BENDIGO solar installers have reported a decline in inquires and sales since the feed-in tariff changed from up to 32 cents per kilowatt to a universal rate of eight cents on October 1.
The state Department of Primary Industries announced in September the tariff would change to a flat rate of eight cents for excess electricity exported to the grid.
Previously there had been different rates for different solar and renewable energy systems.

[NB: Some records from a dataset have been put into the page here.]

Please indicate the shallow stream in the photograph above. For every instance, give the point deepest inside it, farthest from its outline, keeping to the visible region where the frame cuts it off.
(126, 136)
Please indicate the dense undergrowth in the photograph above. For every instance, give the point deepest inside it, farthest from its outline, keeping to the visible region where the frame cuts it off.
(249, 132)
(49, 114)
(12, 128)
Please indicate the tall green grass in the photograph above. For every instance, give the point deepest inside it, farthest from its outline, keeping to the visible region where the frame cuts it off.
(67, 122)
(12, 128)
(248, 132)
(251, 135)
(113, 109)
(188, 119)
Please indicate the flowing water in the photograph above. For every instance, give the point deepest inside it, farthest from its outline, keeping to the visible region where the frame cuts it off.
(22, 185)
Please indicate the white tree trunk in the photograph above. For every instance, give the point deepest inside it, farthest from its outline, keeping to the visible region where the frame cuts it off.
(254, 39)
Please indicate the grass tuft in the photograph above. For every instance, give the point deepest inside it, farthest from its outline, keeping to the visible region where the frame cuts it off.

The new tariff will be revised annually by the regulator until 2016.
Russell Broad Electrical office manager Caroline Kelly said people were previously using their excess credits to pay for their gas and electricity bills.
She said it was still possible for people to cover their electricity bills on the new rate.
“What we’re trying to make people realise is that it’s not about making money, it’s about negating the cost of power,” she said.
“You can still make some big savings.”
Ms Kelly said there had been a noticeable decrease in interest and sales since the change.
“I think it has deterred a few people,” she said.
A report by independent Victorian Competition and Efficiency Commission showed over-generous feed-in tariffs resulted in Victorians paying more on their bills to subsidise households with rooftop solar. Victorian Energy and Resources Minister Michael O’Brien said the new system would be fairer to all.
“The Coalition government supports the growth of low emissions energy sources, but that support must be fair to all, including vulnerable Victorians who pay the subsidies through higher electricity bills,” he said.
“Over-generous subsidies can no longer be justified.”